Chad Watch: Chad Johnson may end up giving thanks this upcoming holiday season for owning the Bengals record book. He needs 65 catches to break Pickens' all-time club record for his 531st. Since he's been averaging 5.8 catches per game since Palmer became the quarterback, that puts him on pace to break it, naturally enough, in Pittsburgh on Dec. 2 in what may very well be a prime time game.

As for Curtis' club-record 7,101 yards, Johnson will reach that mark long before the holidays but it is again projected for a road game. He needs just 177 to pass Curtis and since he's averaging 84.8 yards per game with Palmer, that translates to the game in Seattle the third week of the season.

Rudi, Rudi: Running back Rudi Johnson's first rushing touchdown this season gives him 46 for his career and moves him past Corey Dillon into second on the Bengals all-time list behind Pete Johnson's 64.
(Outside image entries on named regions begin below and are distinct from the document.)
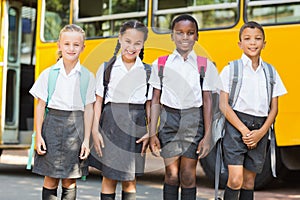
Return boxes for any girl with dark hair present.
[92,21,150,200]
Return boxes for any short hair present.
[58,24,85,41]
[57,24,85,60]
[171,14,199,33]
[120,20,148,41]
[239,21,265,41]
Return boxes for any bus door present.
[1,1,22,144]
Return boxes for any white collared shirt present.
[220,54,287,117]
[29,59,96,111]
[96,55,152,104]
[149,50,221,109]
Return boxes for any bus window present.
[8,7,19,62]
[41,0,70,41]
[74,0,147,38]
[153,0,239,32]
[245,0,300,25]
[21,6,36,65]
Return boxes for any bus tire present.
[200,142,282,190]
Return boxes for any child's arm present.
[92,95,104,157]
[197,91,212,159]
[35,98,47,155]
[149,88,161,156]
[243,97,278,148]
[79,103,94,160]
[136,101,151,156]
[219,91,250,136]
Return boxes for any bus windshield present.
[74,0,147,38]
[152,0,238,32]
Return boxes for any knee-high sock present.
[122,191,136,200]
[240,189,254,200]
[163,183,179,200]
[181,187,197,200]
[100,193,116,200]
[42,187,57,200]
[223,186,240,200]
[61,187,77,200]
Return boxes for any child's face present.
[119,29,144,61]
[238,28,266,58]
[171,20,198,55]
[57,31,84,62]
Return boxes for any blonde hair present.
[57,24,85,60]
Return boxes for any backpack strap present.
[263,62,277,177]
[229,59,243,107]
[157,55,169,91]
[46,65,60,106]
[197,56,207,89]
[263,62,276,109]
[80,65,90,106]
[143,63,151,97]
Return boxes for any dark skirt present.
[158,106,204,159]
[223,111,268,173]
[32,109,88,178]
[92,103,147,181]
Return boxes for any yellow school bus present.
[0,0,300,188]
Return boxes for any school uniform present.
[95,56,151,181]
[149,50,218,159]
[220,54,287,173]
[29,59,96,178]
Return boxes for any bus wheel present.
[200,142,282,189]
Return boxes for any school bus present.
[0,0,300,188]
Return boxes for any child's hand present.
[92,131,104,157]
[196,137,210,159]
[243,130,261,149]
[36,136,47,155]
[79,141,90,160]
[136,133,149,156]
[149,135,161,157]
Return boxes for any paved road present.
[0,151,300,200]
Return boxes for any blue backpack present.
[26,65,90,170]
[212,59,276,199]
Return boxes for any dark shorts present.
[92,103,147,181]
[32,109,88,178]
[223,111,268,173]
[158,106,204,159]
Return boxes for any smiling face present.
[171,20,198,56]
[238,28,266,59]
[57,31,84,62]
[119,28,145,62]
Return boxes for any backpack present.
[26,65,90,170]
[212,59,276,199]
[102,62,151,106]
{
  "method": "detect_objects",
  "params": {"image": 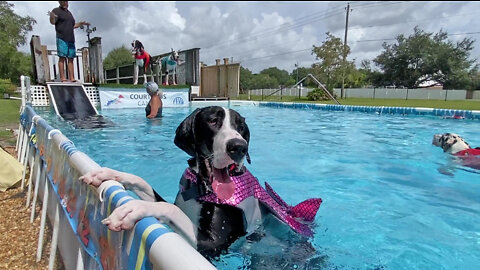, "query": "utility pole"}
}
[340,3,350,98]
[295,61,298,83]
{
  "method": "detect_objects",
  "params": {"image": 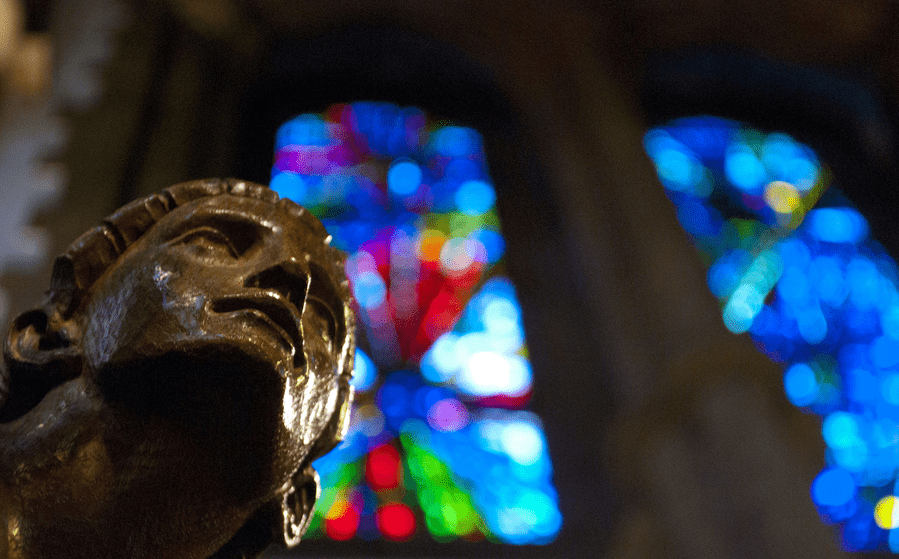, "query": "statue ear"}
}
[281,465,321,548]
[0,309,82,421]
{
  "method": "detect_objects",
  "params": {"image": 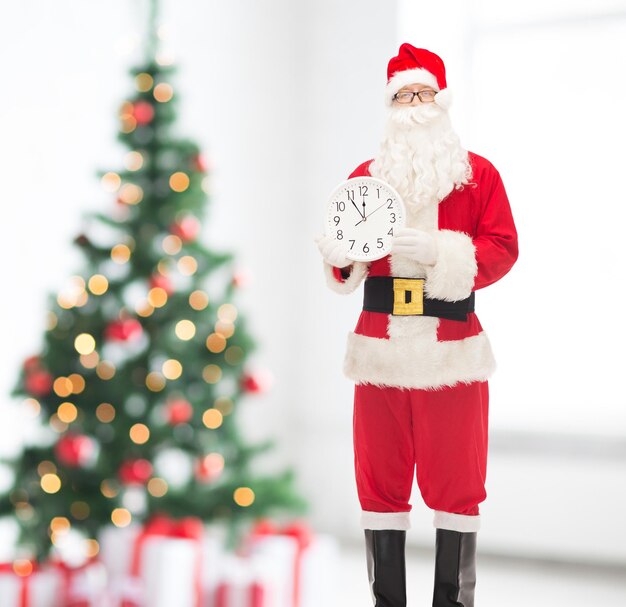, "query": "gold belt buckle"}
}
[392,278,424,316]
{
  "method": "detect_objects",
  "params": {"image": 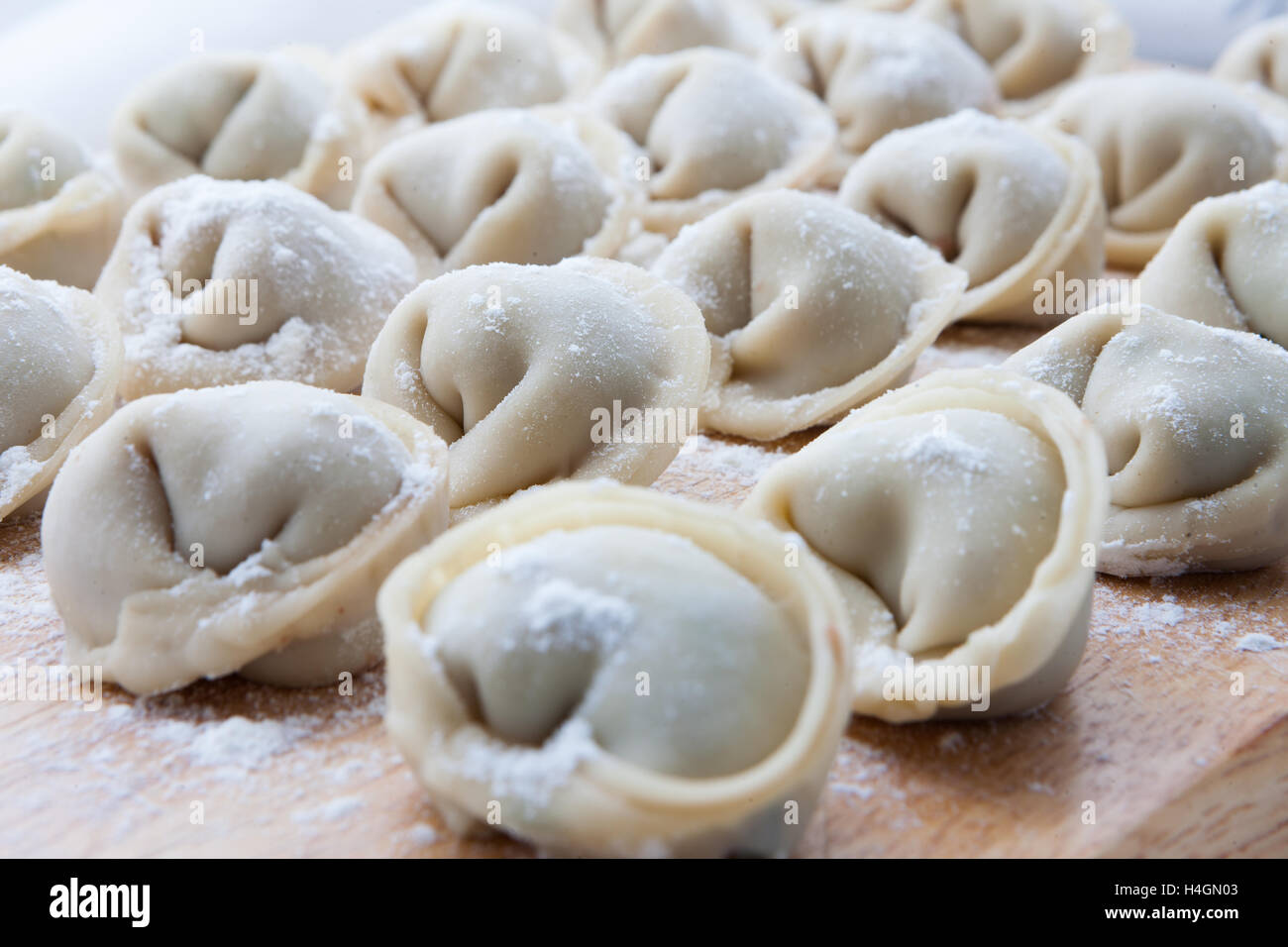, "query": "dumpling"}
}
[112,51,366,209]
[590,48,836,236]
[912,0,1133,110]
[95,176,416,399]
[1212,17,1288,97]
[653,191,966,441]
[362,258,711,507]
[838,111,1105,322]
[761,8,999,184]
[377,483,850,857]
[0,111,125,290]
[1138,180,1288,347]
[0,266,121,522]
[554,0,773,63]
[42,381,447,694]
[353,107,644,279]
[343,3,600,146]
[1038,69,1284,268]
[1005,307,1288,576]
[742,368,1107,723]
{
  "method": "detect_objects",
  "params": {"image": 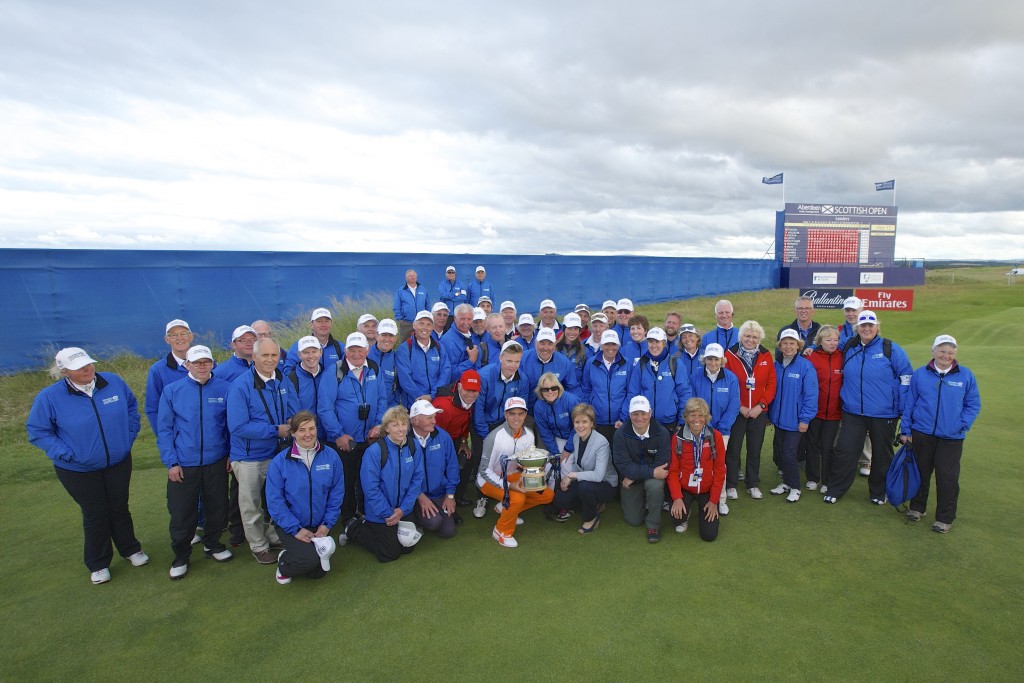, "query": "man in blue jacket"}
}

Rudi Johnson got his 45th in his 69th game, while Dillon did it in 99 games. In the three seasons Johnson has been the starter, he's scored 12 touchdowns every year. So he should pass Pete in the 13th game of '08 with his 65th TD.



Come back, Shayne: Somewhere in the mess of the last two games, Bengals kicker Shayne Graham joined Horst Muhlmann, Doug Pelfrey and Jim Breech with 100 field goals as a Bengal. He's got 102, 19 shy of passing Muhlmann. Pelfrey, at 153, and Breech, at 225, are a few shots away.

In his four Cincy seasons, Graham is averaging 25.5 made field goals per year and 1.6 per game. That puts him on pace to pass Muhlmann in Pittsburgh and pass Pelfrey in the first game of the '09 season.

It just shows you how good Pelfrey was, how bad those offenses were in the '90s, and how much the Bengals relied on him. He hit his 100th field goal in his 59th game with the Bengals in the 41-31 win over Atlanta at Cinergy on Nov. 24, 1996. Graham did it in the Monday night game last year in Indy, a 34-16 loss that was his 62nd game as a Bengal.